Now, that seems to me to be simple fairness. The economic engine of America is middle class. It’s the people listening to this broadcast. When you do well, America does well. Even the wealthy do well. This is not punitive. John wants to add $300 million, billion in new tax cuts per year for corporate America and the very wealthy while giving virtually nothing to the middle class. We have a different value set. The middle class is the economic engine. It’s fair. They deserve the tax breaks, not the super wealthy who are doing pretty well. They don’t need any more tax breaks. And by the way, they’ll pay no more than they did under Ronald Reagan.

IFILL: Governor?

PALIN: I do take issue with some of the principle there with that redistribution of wealth principle that seems to be espoused by you. But when you talk about Barack’s plan to tax increase affecting only those making $250,000 a year or more, you’re forgetting millions of small businesses that are going to fit into that category. So they’re going to be the ones paying higher taxes thus resulting in fewer jobs being created and less productivity.

This simply isn’t true, and since it is the key to Republican class warfare, it can’t go unchecked. Companies, small or otherwise, are taxed after expenses, not before. When you raise taxes on people earning $250,000, you’re not jamming up the guy who owns the local tavern. Because even if his business produces, say, $500,000 in annual revenue, he deducts his labor costs, (bartenders, cleaners, security) his cost of goods sold, (beer, wine, liquor, food) utilities, rent, advertising, office supplies, etc.

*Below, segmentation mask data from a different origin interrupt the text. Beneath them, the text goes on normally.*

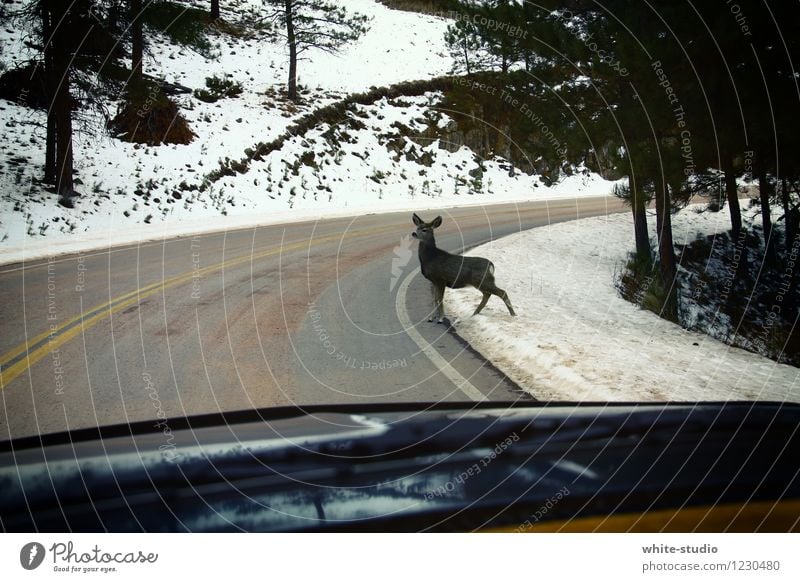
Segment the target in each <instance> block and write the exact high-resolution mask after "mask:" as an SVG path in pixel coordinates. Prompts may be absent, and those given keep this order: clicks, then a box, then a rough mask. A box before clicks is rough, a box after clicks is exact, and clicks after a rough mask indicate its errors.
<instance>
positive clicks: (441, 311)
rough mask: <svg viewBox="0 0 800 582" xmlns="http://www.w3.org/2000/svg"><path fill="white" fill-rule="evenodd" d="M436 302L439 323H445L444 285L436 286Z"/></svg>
mask: <svg viewBox="0 0 800 582" xmlns="http://www.w3.org/2000/svg"><path fill="white" fill-rule="evenodd" d="M436 303H437V312H438V317H439V319H438V321H437V323H444V285H441V286H439V285H437V286H436Z"/></svg>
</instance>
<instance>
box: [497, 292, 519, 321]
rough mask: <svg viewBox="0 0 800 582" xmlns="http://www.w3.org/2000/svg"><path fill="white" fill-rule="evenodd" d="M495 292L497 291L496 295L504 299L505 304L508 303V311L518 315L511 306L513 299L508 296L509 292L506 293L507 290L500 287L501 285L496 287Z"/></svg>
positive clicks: (507, 306) (498, 296) (512, 314)
mask: <svg viewBox="0 0 800 582" xmlns="http://www.w3.org/2000/svg"><path fill="white" fill-rule="evenodd" d="M494 293H495V295H497V296H498V297H499V298H500V299H502V300H503V303H505V304H506V307H508V312H509V313H510V314H511V315H516V313H514V308H513V307H511V300H510V299H509V298H508V293H506V292H505V291H503V290H502V289H500V288H499V287H495V291H494Z"/></svg>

So yeah, the business brings in a lot of money, but if the owner only clears $75,000/year, he isn’t taxed as if he were rich. Small business or not, income is income. Lumping him in with Wall Street executives who make half million dollar salaries is disingenuous, and claiming that he will create less jobs because rich people might pay a bit more in taxes is just a lie.

Comments

  1. kiel says:

    Precisely, And to be honest, the only “jobs” the rich people I know create are jobs for illegal aliens (gardeners, mainly) and under-the-table, cash-only jobs (nannies, often also illegals). So one would think that anti-immigration McLame (note: new nickname) would be all for eliminating a few of these “jobs,” creating a few less incentives for illegals to come over.

    (Only half-faceteous here…)

  2. matt says:

    >McLame (note: new nickname)

    not going to cut it either, sorry.

  3. sarabeth says:

    Adding to Matt’s point, it’s like I said this morning: the McCain-Palin campaign only attacks Obama with lies that have already been proven to be lies.

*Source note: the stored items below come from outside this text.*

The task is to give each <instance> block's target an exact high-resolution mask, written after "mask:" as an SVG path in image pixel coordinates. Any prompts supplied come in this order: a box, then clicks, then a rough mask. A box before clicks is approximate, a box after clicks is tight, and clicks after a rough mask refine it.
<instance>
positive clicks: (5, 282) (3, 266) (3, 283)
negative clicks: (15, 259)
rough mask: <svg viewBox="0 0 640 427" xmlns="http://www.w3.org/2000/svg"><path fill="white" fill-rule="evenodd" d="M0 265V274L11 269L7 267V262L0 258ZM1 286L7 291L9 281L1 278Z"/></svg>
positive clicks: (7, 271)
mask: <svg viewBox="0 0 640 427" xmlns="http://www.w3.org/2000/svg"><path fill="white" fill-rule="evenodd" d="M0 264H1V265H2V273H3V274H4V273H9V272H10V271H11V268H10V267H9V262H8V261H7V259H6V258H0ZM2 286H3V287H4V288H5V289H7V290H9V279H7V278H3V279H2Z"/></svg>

    In June, after the McCain campaign started using the line that more than 20 million small businesses who file their income tax as individuals would see their taxes raised under Obama’s plan (Carleton S. Fiorina said 23 million, McCain said 21.6 million), Media Matters pointed out that:

    … according to the nonpartisan Tax Policy Center’s table of 2007 tax returns that reported small-business income, only 481,000 of those returns are in the top two income-tax brackets — which include all filers with taxable incomes of more than $250,000 — not 21.6 million.

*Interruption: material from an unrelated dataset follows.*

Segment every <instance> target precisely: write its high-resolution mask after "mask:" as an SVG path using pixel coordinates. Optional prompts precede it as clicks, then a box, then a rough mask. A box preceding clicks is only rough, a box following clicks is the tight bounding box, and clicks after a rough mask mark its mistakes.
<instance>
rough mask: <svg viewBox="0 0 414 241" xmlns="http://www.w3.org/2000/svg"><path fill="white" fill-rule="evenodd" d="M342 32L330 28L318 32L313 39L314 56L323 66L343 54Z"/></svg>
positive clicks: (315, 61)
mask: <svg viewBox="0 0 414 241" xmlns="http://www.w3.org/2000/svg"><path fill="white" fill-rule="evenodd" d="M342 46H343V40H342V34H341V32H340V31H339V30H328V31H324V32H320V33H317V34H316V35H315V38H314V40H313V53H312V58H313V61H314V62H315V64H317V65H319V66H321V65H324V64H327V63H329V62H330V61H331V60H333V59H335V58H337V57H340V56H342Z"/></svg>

    So the well-tutored Baby Sarah should certainly have known that there aren’t millions of small businesses that are going to fit into that category of making $250,000 a year or more.

  4. vineeta says:

    Sarah Palin claims to be a former business owner. Surely she knows how small businesses are taxed?

  5. sac says:

    Biden half-way rebuked her when he said 95% of business owners make under 250k.

  6. kiel says:

    McBrain-less?
    McBush?
    McShrub?
    O’l Man McMansion?

  7. matt says:

    john mccain.

  8. sarabeth says:

    at this point, just the name mccain is enough of an insult, actually. he’s thoroughly besmirched the family honor, hasn’t he?

  9. kiel says:

    Does it have to be lower-case?

  10. sarabeth says:

    that’s not a sincere question if you start it with a capital D

  11. jack says:

    Half of all “small” businesses will be impacted by the $250,000 taxation method Obama suggests. I have started, sold, closed multiple businesses in my life and in every case I will consider reducing expenses to increase or maintain profits. Taxes are an expense. I have laid off employees in order to maintain profit levels. Usually it is the minimum wage, unskilled employees that take the hit. At other times it may be high priced executive overhead. Sometimes, a blend. Increased taxes on business costs jobs. Just a fact of “small” business.

  12. sarabeth says:

    Pardon me if I trust the Tax Policy Center’s analysis rather than your gut feel.

    Half of all small businesses, indeed!